O sistema legal atual tende a favorecer grandes empresas que possuem os recursos para registrar e defender suas patentes e direitos autorais internacionalmente, deixando pequenas e médias empresas, assim como indivíduos, em uma posição vulnerável.

A falta de uniformidade nas leis de PI entre diferentes países cria uma paisagem complexa para empresas que desejam ou operam internacionalmente. O processo de registro e proteção muitas vezes caros e burocráticos desincentiva o empreendedorismo. 

É extremamente difícil para uma sociedade que enfrenta tantos desafios no presente, imaginar que a solução deve ser criada e aprimorada por mecanismos sistêmicos que permitam investir em pesquisa e desenvolvimento com segurança jurídica, de forma eficiente e acessível. Infelizmente, é um pensamento abstrato que poucos se conectam. 

Para melhorar a proteção da propriedade intelectual globalmente, é fundamental cessar a produção em países que não garantem essa proteção. Uma abordagem estratégica seria formar um bloco de nações com padrões de sistemas de propriedade intelectual adotados através de acordos internacionais robustos. A implementação de tecnologias como o blockchain pode ser crucial para otimizar e tornar mais eficientes os processos de registro e gestão de propriedade intelectual, trazendo maior transparência e segurança.
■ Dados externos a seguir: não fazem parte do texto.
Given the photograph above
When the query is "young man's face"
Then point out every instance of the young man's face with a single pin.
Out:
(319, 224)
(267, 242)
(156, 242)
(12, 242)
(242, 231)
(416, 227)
Além disso, a privatização do sistema jurídico pode contribuir para aprimorar a capacidade de resposta e inteligência deste sistema. Os países que fazem parte deste bloco devem estabelecer padrões rigorosos de aplicação das leis de propriedade intelectual, incluindo um orçamento mínimo dedicado, indicadores de desempenho chave (KPIs) para avaliar a eficácia, divulgação pública desses indicadores e penalidades claras para o não cumprimento dos mecanismos de execução pelo estado ou entidades privadas responsáveis (como no mecanismo de concessão).

É também vital que as empresas recebam proteção robusta no que diz respeito aos contratos de confidencialidade, especialmente em relação a colaboradores que migram para concorrentes ou se envolvem em práticas de concorrência desleal. PI também depende de uma cultura robusta, que tenha vergonha de usar algo contrabandeado e contrafeito, que entende que para ter uma sociedade melhor, precisamos dessas normas sociais. 

Assegurar um ambiente no qual os direitos de propriedade intelectual sejam respeitados e protegidos eficazmente é essencial para fomentar o desenvolvimento econômico sustentável e para criar soluções aos desafios que enfrentamos e aqueles que estão por vir. É nossa obrigação moral com as próximas gerações. 

Parte da razão que Anthony foi solto é que ele mostrou o total arrependimento de suas ações. Ele descobrirá, se já não o fez, que é possível competir e vencer concorrendo dentro das regras do jogo, e que isso beneficia toda humanidade, no presente e no futuro.